Home » DIY » DIY Front Door Wreath for Fall With Fresh Garden Flowers

DIY Front Door Wreath for Fall With Fresh Garden Flowers

Looking for front door wreath ideas for fall? Wait until you see how easy it is to make a beautiful wreath on a budget that will jazz up your front entry using fresh flowers from the garden and a wreath form.

As I was harvesting my sunflowers a few weeks ago, I decided to whip up a pretty front door wreath for fall with goodies from the garden.

Have you ever made a wreath after foraging in the garden?

It’s pretty easy to do and the flowers dry nicely on the wreath.

Plus it’s a great way to use those pretty garden flowers before the first frost. Why let them go to waste when we can make something festive and unique for zero dollars!

So let’s head out to the garden and make a beautiful fall garden wreath for the front door!

(Posts on stacyling.com may contain affiliate links. Click HERE for full disclosure.)

Two Easy Ways to Make a Front Door Wreath for Fall Using Garden Flowers

If you’ve been following me for a while, you know how much I love my garden flowers.

It’s fun to start them from seed. Plus it’s fun to watch them grow all season long.

You can grow flowers to cut. Or make fresh-cut flower arrangements.

But you can also dry flowers and use them with your decor.

Today, we are going to do just that with an old grapevine wreath form that I had laying around.

This is the same wreath form that I used last year to make this DIY hydrangea wreath.

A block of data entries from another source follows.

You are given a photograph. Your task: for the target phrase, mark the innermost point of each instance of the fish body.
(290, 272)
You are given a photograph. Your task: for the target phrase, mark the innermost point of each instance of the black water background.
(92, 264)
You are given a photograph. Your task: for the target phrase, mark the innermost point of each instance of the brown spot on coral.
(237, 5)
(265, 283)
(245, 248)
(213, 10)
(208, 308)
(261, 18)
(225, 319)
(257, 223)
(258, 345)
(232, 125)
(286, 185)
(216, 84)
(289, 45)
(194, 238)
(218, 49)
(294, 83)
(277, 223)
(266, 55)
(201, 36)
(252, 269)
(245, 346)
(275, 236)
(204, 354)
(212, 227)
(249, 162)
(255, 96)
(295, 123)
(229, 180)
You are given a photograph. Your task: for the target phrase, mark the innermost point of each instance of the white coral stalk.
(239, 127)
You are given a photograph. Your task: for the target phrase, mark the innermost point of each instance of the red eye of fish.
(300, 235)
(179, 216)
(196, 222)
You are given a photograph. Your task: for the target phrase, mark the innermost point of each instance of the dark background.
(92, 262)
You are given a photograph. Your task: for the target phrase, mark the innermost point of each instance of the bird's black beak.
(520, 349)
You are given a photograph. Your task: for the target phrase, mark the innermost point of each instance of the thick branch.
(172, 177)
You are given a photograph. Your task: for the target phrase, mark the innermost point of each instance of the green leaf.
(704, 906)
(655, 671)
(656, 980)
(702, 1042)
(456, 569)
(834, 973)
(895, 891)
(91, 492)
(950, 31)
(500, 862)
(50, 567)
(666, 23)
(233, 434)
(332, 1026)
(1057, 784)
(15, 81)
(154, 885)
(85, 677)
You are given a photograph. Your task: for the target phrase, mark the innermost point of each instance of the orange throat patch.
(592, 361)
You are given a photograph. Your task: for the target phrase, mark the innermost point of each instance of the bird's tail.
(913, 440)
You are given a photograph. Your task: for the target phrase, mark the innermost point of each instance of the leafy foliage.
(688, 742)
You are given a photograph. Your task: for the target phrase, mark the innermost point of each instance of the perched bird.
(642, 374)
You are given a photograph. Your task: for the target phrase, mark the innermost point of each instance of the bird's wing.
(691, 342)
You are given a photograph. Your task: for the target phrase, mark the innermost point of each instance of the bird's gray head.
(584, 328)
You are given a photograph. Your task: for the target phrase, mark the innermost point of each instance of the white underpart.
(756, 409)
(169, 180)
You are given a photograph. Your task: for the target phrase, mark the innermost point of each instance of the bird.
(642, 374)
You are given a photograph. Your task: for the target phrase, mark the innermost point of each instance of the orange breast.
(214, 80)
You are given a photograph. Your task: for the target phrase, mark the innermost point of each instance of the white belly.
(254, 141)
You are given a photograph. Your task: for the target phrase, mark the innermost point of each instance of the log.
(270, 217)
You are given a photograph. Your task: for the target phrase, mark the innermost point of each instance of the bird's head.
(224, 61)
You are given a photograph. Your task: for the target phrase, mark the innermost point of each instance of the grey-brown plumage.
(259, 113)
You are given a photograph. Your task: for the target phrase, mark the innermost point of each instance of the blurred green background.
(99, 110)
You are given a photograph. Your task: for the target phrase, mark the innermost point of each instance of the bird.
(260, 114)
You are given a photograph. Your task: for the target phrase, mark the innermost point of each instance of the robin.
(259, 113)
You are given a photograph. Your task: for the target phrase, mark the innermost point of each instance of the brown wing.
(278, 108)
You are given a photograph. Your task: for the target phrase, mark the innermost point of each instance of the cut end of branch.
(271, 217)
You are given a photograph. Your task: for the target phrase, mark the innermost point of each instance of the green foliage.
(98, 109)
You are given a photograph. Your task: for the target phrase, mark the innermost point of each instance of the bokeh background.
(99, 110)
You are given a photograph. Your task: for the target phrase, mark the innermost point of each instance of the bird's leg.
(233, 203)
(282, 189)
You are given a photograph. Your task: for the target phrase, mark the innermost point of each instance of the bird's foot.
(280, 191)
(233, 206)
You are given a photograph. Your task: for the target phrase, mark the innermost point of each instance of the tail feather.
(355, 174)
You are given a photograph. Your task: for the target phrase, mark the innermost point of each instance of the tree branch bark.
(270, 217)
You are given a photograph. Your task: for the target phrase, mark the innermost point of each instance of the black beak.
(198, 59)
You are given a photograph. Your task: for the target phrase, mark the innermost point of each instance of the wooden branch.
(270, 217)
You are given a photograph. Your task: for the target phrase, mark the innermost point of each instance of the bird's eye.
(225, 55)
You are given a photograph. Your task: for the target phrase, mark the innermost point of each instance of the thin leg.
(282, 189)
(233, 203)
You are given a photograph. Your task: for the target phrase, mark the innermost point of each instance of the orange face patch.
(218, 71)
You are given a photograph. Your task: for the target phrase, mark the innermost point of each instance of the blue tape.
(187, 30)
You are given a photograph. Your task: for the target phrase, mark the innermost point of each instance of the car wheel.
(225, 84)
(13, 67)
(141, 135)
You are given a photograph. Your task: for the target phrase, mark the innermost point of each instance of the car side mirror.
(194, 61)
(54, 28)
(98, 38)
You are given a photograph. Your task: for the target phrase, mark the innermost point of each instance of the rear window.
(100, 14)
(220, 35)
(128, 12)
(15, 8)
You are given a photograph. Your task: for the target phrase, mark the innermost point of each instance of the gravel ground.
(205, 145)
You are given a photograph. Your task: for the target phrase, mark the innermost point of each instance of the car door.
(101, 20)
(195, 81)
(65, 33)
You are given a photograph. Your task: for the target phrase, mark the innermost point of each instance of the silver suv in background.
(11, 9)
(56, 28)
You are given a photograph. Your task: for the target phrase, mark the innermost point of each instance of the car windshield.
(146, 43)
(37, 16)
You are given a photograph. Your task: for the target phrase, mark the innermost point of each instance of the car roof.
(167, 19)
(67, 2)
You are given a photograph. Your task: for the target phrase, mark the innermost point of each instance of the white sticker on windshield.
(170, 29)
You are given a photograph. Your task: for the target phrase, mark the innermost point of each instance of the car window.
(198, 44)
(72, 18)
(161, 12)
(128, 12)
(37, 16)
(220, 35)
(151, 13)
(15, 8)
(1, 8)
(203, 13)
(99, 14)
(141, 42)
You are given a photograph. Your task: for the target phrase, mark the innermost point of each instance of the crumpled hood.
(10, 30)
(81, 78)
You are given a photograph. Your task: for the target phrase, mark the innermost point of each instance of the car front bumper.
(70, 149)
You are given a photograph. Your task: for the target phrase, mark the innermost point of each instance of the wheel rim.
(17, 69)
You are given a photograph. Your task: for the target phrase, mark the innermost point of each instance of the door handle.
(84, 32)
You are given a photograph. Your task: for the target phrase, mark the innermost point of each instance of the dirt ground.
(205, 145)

I just removed the dried hydrangeas, cleaned up the wreath, and it’s ready to go.

So today’s front door wreath for fall cost me zero dollars!

sunset in the cottage garden with sedum autumn joy, rudbeckia, and celosia

How Do You Preserve Flowers for a Wreath?

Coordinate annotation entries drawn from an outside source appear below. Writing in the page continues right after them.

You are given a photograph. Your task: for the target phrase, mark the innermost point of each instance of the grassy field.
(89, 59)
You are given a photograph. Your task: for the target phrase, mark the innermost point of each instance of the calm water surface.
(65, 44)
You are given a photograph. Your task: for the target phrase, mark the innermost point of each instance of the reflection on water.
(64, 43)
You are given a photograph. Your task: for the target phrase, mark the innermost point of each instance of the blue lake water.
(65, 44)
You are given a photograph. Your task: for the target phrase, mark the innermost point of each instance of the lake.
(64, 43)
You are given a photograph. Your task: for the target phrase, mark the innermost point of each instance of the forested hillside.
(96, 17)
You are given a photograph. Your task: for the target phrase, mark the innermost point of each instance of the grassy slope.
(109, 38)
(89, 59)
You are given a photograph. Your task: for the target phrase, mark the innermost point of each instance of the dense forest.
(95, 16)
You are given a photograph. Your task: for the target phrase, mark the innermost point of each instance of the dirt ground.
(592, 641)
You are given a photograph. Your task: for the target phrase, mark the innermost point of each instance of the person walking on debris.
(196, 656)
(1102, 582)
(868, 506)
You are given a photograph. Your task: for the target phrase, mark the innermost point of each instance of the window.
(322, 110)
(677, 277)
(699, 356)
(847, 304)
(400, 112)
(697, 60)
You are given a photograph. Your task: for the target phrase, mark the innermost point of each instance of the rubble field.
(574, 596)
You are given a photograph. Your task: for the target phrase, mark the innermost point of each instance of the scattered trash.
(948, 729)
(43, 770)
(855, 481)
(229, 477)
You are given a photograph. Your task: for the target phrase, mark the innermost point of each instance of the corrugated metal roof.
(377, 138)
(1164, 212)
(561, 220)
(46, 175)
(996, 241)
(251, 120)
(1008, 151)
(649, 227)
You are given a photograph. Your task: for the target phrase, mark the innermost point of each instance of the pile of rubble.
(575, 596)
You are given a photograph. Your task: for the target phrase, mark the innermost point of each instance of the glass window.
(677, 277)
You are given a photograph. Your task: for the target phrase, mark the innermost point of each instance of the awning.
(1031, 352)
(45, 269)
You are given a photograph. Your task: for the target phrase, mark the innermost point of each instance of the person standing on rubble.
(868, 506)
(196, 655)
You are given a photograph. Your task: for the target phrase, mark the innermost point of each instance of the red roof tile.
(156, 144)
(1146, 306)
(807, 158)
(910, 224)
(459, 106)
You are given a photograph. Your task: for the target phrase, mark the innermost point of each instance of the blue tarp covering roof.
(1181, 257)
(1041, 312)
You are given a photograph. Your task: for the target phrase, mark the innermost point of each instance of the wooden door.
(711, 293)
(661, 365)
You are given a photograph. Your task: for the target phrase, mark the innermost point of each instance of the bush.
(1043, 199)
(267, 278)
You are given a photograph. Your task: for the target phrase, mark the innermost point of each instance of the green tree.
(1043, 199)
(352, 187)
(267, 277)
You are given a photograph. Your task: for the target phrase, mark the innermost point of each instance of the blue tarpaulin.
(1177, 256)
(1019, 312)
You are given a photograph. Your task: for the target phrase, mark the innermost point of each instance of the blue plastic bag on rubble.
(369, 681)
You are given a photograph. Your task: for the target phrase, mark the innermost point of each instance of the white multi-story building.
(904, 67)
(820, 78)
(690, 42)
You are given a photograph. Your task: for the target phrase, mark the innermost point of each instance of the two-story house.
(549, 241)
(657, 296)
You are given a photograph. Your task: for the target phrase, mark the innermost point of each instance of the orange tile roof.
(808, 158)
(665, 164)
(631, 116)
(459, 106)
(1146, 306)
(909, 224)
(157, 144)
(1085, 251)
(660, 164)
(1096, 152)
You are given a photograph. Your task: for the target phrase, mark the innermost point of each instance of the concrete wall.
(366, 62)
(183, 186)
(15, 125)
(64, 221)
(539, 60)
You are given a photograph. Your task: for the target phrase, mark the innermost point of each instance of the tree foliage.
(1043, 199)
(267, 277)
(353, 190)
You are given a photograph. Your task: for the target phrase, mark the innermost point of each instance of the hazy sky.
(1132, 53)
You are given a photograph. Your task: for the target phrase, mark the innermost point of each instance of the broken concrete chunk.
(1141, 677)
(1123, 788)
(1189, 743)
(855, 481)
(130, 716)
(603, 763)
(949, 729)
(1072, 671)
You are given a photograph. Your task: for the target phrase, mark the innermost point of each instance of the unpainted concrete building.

There are a few ways you can make a fall garden wreath using your garden flowers.

One method is to dry the flowers before attaching them to wreath.

In a nutshell, to dry flowers here’s what you’d do.

  • Cut your favorite garden flowers, then tie bunches together with twine.
  • Find a nice dark, dry area like an attic or basement with good circulation and hang the bunches of flowers upside down.
  • Allow them to dry for a few weeks until they are completely dry.

Ok, so that’s one method. But if you are a little impatient like me and you just want to get your craft on right away, there are some flowers that can take drying directly on the wreath!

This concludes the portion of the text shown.